Ursula Biemann is an artist, author, and video essayist based in Zurich, Switzerland. Her artistic practice is strongly research-oriented and involves fieldwork in remote locations where she investigates climate change and the ecologies of oil and water, as in the recent projects Acoustic Ocean (2018), Forest Law (2014), Deep Weather (2013), and Egyptian Chemistry (2012). In her earlier art and curatorial work she made space and mobility her prime category of analysis, for example in the widely exhibited art and research project Sahara Chronicle (2006-2009) on clandestine migration networks. Her video installations are exhibited worldwide in museums and the International Art Biennials of Liverpool, Sharjah, Shanghai, São Paulo, Sevilla, Istanbul, and Venice. Biemann has published several books and is founding member of the collabora- tive art and media project World of Matter. Biemann has a BFA from the School of Visu- al Arts and attended the Whitney Independent Study Program in New York (1988). She received a doctor honoris causa in Humanities by the Swedish University Umea and the Prix Meret Oppenheim, the Swiss Grand Award for Art, and the Prix Thun for Art and Ethics.

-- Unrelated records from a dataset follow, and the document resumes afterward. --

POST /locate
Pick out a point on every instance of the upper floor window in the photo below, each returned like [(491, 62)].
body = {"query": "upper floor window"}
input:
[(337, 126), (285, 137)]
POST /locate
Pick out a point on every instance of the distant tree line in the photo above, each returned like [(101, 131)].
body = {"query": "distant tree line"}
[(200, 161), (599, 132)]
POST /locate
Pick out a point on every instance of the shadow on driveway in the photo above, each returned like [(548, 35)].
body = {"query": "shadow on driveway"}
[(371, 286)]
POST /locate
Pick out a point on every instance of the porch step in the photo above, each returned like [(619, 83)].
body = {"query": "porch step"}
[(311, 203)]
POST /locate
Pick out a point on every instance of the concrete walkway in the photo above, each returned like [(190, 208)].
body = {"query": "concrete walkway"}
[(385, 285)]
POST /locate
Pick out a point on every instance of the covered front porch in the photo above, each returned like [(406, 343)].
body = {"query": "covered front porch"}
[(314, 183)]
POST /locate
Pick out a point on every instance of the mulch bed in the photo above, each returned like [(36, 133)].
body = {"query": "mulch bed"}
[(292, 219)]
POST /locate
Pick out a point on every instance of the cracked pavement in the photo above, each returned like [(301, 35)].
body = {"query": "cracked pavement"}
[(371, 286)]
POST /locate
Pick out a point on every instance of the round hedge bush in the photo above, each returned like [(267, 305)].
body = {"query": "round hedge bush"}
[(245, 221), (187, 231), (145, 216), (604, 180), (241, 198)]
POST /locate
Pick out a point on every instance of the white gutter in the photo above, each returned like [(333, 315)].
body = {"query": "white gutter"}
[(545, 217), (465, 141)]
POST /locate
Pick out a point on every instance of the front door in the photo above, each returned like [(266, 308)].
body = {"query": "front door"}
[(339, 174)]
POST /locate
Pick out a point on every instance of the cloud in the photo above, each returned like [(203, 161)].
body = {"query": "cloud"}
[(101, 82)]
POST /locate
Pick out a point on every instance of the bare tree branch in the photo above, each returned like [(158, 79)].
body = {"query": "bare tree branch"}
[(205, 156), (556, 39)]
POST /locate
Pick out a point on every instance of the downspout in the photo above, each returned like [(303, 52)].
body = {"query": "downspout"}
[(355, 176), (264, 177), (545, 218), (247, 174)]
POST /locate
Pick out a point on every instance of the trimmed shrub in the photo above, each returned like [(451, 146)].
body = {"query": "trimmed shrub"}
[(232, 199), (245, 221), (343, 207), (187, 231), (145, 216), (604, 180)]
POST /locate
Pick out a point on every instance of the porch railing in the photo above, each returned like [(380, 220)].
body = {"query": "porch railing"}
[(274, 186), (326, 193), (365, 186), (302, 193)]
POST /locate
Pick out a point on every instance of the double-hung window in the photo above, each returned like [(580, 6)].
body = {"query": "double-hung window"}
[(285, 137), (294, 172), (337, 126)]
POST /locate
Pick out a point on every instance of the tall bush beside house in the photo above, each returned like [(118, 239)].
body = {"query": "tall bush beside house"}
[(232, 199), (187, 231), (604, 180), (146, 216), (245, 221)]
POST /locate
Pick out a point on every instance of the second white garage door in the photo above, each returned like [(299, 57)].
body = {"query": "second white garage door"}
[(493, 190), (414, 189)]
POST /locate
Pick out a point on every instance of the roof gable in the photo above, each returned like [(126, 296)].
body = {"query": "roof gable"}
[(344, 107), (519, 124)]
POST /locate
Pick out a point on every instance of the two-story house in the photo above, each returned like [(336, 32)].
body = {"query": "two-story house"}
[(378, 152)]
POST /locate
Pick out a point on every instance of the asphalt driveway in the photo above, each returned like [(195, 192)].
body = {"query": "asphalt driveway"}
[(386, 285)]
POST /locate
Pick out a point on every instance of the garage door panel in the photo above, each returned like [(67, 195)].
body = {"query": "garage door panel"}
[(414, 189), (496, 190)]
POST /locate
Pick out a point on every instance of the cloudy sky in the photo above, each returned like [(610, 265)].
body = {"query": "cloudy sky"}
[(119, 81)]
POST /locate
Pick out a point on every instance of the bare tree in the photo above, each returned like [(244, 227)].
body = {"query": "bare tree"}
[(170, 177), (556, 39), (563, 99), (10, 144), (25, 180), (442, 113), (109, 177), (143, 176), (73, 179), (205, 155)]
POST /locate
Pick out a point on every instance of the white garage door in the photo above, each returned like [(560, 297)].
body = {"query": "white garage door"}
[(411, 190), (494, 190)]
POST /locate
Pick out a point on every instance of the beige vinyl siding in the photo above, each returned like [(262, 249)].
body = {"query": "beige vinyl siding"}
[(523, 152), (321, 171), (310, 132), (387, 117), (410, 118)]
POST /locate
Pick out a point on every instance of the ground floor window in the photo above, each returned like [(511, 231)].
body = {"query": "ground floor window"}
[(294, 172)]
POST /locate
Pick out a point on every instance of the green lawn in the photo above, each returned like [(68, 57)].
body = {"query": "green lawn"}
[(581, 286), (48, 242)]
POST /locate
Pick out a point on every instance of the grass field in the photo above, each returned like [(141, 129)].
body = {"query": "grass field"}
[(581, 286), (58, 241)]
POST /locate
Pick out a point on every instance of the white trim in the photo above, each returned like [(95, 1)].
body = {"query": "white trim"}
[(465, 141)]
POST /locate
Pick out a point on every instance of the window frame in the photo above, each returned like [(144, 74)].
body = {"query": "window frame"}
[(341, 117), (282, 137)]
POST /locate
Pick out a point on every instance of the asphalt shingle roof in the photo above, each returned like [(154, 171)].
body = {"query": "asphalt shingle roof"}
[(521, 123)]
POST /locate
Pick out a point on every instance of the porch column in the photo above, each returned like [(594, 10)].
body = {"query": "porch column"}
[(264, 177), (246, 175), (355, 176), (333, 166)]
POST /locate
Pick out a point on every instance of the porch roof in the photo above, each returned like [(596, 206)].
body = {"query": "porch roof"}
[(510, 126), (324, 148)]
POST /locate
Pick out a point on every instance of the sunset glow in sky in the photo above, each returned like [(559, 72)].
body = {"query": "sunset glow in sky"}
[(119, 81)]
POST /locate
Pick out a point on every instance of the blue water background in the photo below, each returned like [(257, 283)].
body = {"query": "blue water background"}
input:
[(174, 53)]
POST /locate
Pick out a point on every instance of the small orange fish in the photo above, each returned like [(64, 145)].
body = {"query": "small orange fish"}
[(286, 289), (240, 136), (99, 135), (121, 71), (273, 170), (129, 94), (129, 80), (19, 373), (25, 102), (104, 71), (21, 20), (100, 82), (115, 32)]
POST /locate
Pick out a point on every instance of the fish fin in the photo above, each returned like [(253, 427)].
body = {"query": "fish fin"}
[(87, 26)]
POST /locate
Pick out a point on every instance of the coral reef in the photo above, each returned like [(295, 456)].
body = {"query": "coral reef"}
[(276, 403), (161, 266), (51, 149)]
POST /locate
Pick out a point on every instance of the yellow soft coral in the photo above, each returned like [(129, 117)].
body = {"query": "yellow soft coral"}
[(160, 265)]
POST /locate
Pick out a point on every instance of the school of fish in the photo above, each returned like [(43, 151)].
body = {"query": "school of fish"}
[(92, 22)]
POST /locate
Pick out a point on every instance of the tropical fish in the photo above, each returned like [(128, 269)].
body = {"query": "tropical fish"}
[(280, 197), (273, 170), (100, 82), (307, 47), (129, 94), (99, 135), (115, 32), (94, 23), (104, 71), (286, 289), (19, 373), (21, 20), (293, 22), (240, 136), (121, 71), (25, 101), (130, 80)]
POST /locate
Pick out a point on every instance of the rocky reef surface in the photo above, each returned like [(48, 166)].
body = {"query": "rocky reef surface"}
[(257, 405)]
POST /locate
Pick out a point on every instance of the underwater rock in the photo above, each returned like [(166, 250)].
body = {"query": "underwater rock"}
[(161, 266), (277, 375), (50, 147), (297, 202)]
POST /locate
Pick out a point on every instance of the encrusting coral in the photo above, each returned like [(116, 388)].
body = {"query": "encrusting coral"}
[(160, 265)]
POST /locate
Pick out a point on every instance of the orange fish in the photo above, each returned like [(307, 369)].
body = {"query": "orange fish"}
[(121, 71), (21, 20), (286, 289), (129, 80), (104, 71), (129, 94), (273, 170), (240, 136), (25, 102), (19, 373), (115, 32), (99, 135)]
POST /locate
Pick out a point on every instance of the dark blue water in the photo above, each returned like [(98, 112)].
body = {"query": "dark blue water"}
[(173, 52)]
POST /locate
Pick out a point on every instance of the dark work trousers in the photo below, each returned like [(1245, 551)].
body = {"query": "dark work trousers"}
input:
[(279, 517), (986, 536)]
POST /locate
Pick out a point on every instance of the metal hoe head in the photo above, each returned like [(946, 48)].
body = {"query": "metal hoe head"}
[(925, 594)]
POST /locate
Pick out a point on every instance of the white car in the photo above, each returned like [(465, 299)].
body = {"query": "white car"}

Mikhail Karikis is a Greek-British artist living in London. His work embraces film, sound, performance, and photography. He employs listening as a form of activism and develops projects with communities locat- ed outside the context of contemporary art who may be pushed into economic and socio-geographic fringes. In recent years, Karikis has been collaborating with teenagers and children to explore legacies they inherit from older generations, including narratives of techno-dystopias, and ecological and economic injustice. While prompting participatory and activist imaginaries, Karikis’s projects rouse the potential for people to imagine alternative futures of self-determination and potency. Karikis has
exhibited at 54th Venice Biennale, 2011; Manifesta 9, 2012; 2nd Aichi Triennale, 2013; 19th Biennale of Sydney, 2014; Kochi-Muziris Biennale, 2016; Yebisu International Festival, Tokyo Photographic Art Museum, 2019. He has recently had solo exhibitions at Whitechapel Gallery, London, (2018-2019); MORI Art Museum, Tokyo, (2019); Fondazione Sandretto Re Rebaudengo, Torino, (2019); Turku Art Museum, (2018); Aarhus 2017 European Capital of Culture, (2017) and Casino Luxembourg Forum d’art contemporain, (2017). Forthcoming solo exhibitions include his survey exhibition at Middlesbrough Institute of Modern Art (MIMA); I Hear You, De la Warr Pavilion; and an In Focus exhibition at TATE, St Ives.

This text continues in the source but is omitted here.